Abdul Elenani and Ayat Masoud opened the newest location of their restaurant, Ayat, earlier this month in Ditmas Park, Brooklyn, where menus feature the phrase to label its seafood section as well as a crying Palestinian woman with the words “Down with the occupation.”
“From the river to the sea” — deemed an antisemitic call for the destruction of Israel by the AntiDefamation League — has been chanted worldwide by protesters since Israel waged war on Hamas in the Gaza Strip after the terror group’s Oct. 7 attack that killed some 1,200 people.
“That slogan has been on my menu for the past year, way before Oct. 7, and that slogan within our communities has always been defined as a calling for peace and equality for Palestinian people in their country,” Elenani told The Post on Thursday.

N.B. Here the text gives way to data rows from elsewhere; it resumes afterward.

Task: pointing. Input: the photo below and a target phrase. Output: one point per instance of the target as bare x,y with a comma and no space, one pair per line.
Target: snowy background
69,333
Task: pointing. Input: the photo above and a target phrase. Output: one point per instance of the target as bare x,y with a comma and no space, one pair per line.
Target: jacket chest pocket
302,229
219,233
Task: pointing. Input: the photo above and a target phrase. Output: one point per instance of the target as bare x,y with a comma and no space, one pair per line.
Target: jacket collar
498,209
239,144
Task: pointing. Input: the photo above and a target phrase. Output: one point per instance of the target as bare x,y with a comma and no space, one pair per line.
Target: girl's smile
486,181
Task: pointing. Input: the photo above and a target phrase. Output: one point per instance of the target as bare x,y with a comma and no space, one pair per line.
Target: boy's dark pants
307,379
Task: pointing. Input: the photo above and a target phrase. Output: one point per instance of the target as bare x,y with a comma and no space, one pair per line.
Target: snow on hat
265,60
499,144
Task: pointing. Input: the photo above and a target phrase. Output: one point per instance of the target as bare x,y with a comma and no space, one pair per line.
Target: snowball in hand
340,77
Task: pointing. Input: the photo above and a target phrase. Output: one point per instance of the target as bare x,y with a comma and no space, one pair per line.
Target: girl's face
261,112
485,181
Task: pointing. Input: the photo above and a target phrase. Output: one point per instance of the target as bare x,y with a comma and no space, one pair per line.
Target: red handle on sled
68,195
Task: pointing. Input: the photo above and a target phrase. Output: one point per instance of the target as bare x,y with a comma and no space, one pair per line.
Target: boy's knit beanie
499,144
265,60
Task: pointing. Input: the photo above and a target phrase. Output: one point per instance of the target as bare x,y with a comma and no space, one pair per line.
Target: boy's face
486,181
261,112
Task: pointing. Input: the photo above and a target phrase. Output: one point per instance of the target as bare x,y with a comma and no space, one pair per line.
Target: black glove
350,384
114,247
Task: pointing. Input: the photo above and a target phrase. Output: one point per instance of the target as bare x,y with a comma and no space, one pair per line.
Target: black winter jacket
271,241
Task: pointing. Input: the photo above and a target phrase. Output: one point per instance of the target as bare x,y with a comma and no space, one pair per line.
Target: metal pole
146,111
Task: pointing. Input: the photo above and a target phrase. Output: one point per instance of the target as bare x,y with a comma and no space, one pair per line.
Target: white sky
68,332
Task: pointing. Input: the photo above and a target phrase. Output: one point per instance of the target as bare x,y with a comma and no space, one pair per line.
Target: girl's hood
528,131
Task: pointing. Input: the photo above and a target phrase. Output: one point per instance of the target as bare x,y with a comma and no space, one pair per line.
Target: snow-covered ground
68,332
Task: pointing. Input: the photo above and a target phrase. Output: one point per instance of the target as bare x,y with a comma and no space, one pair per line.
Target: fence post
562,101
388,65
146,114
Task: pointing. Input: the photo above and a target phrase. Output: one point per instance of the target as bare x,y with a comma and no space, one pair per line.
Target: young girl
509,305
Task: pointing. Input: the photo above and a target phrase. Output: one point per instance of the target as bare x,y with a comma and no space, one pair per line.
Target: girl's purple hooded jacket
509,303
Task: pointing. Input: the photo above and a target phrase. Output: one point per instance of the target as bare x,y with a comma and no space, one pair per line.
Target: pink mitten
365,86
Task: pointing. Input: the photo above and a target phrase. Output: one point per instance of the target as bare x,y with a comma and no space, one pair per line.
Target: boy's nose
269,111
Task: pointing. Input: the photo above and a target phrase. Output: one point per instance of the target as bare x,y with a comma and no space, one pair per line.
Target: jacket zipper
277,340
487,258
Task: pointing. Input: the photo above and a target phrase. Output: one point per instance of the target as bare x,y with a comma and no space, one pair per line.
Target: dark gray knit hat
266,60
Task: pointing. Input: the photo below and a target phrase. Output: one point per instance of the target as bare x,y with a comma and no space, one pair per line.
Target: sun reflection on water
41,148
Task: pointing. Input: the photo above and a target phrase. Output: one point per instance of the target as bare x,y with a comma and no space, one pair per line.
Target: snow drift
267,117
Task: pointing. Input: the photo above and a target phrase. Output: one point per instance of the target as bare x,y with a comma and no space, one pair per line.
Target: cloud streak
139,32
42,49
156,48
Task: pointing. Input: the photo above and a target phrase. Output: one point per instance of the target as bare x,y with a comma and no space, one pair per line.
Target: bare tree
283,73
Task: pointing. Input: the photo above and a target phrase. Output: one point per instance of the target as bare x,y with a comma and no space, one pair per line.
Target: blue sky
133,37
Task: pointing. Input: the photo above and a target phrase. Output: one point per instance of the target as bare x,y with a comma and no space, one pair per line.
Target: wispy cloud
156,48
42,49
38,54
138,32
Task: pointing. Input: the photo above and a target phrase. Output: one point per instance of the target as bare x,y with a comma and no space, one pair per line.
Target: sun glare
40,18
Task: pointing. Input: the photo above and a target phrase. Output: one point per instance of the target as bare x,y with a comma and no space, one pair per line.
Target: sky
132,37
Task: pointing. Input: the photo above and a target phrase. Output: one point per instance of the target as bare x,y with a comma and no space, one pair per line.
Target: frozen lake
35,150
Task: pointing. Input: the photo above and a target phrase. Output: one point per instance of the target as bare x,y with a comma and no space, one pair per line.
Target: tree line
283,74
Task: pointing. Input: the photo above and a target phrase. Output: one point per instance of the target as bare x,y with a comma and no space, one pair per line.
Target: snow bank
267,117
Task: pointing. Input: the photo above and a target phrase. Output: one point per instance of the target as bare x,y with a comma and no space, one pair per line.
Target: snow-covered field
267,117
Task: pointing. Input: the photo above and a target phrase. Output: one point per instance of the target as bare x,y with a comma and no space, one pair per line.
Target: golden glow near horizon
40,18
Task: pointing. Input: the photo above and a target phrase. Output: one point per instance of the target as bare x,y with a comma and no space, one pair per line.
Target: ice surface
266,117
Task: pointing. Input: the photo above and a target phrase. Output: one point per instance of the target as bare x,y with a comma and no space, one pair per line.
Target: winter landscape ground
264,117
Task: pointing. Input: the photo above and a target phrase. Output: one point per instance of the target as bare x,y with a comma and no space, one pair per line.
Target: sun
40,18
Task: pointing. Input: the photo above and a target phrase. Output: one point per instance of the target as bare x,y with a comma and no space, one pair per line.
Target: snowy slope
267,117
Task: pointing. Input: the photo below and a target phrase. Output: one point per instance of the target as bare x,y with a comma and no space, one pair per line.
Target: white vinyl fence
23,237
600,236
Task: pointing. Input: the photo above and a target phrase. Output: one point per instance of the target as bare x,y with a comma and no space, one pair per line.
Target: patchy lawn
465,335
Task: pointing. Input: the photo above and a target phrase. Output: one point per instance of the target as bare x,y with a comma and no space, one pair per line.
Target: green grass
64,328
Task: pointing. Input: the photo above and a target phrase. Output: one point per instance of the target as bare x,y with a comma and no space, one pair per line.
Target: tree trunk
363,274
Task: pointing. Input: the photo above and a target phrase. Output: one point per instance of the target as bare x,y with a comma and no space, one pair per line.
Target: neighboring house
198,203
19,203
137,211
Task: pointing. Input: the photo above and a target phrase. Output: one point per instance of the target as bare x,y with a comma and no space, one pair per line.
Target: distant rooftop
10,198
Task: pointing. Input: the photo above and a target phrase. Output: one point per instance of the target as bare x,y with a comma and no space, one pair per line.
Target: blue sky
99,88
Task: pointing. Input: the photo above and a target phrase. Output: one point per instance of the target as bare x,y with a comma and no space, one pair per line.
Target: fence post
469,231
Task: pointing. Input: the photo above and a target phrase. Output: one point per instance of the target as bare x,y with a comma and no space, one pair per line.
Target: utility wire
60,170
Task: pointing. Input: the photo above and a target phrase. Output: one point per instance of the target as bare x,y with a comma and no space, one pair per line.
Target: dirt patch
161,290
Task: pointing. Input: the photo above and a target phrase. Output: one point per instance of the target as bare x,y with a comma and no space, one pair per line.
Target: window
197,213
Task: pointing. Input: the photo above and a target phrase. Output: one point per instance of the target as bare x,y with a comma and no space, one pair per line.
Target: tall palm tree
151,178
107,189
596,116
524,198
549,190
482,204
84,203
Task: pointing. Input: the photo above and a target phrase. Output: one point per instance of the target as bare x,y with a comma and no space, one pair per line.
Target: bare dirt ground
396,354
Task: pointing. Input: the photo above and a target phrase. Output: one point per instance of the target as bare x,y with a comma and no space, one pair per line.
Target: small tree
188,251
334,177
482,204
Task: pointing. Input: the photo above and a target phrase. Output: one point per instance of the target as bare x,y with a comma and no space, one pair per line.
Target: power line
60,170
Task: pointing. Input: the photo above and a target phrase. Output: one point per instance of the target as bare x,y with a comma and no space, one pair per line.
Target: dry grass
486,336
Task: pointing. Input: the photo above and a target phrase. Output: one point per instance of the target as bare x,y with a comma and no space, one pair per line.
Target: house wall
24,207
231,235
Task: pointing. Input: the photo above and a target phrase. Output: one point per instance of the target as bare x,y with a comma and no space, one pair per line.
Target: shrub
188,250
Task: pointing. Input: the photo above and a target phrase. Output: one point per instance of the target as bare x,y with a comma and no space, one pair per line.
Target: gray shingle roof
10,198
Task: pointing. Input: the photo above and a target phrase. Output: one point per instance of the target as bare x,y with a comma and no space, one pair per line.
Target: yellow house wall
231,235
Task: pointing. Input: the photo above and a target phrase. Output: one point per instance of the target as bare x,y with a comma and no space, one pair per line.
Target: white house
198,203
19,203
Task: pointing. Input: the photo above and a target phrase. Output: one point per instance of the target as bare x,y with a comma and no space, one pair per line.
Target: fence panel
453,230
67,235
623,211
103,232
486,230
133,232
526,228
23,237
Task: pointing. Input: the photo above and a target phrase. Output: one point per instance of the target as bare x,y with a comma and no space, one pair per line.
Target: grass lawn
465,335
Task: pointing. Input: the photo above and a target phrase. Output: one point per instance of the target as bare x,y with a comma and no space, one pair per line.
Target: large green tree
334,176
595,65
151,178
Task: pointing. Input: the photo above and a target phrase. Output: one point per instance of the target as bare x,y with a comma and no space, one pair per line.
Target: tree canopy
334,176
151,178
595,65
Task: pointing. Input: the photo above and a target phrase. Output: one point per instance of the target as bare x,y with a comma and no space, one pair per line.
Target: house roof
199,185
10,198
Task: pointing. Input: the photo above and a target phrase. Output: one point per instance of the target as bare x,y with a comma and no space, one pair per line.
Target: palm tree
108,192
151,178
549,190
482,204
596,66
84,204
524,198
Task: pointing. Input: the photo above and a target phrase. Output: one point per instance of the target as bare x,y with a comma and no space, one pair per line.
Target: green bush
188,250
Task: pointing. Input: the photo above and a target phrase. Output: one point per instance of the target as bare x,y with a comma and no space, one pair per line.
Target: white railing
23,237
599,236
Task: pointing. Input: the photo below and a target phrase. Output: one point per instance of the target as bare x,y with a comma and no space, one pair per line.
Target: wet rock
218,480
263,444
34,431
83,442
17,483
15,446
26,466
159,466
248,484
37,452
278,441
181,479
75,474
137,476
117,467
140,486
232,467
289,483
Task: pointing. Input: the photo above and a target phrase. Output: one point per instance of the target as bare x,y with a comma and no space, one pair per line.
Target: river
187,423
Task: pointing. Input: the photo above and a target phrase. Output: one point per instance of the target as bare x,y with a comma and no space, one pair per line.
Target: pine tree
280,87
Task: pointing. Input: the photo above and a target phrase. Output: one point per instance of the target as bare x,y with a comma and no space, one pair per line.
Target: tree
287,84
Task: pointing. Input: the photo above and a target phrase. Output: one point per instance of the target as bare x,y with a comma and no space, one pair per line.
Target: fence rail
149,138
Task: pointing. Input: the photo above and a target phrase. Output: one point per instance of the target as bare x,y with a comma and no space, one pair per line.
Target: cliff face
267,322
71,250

“And after Oct. 7, it was interpreted to be a way to kill, exile, murder, do whatever to all the Jewish people, which is totally nowhere near our definition. It’s been driving me crazy.”
The restauranteur has received vile messages on his Instagram page as a result of the blowback, including ones that referred to the death toll in Gaza, claiming “20,000 [is] not nearly enough” and “21,423 subhuman palestines [sic] killed in Gaza!!! Hopefully every corpse is s--t on before being shoveled into the ground.”
“We’re getting bomb threats, threats to bomb our locations,” Elenani said.
Ayat has two other Brooklyn locations, in Bay Ridge and Industry City, and three more locations in the East Village, Staten Island and Allentown, Pa.
Elenani said he does not condone any violence in Gaza and isn’t aligned with the “evil” mentalities behind the conflict.
“We believe they’ll continue to exist,’ he said. “The name ‘Israel’ needs to be there. ‘Palestine’ also needs to be there. It’s a peaceful two-state solution.”
Ditmas Park manager Hania Khattab, 19, who is of Egyptian-Moroccan descent, said Elenani put the slogan on the menu as a seafood pun.
“He wasn’t doing it with harm,” he said. The slogan’s detractors, he explained, are assuming that it is a call for genocide, “but that’s not what we mean at all.”
“When you say ‘From the river to the sea, Palestine will be free,’ it’s a call for freedom for all,” Khattab said.
A Brooklyn lawmaker from the heavily Jewish areas of Borough Park and Midwood took issue with that interpretation.
“These restaurateurs may think they are being cute or funny, but that phrase is universally recognized as a call for the annihilation of the Jewish people,” said Democratic Councilman Kalman Yeger.
“They are using Hamas language and claiming it means something different to them.”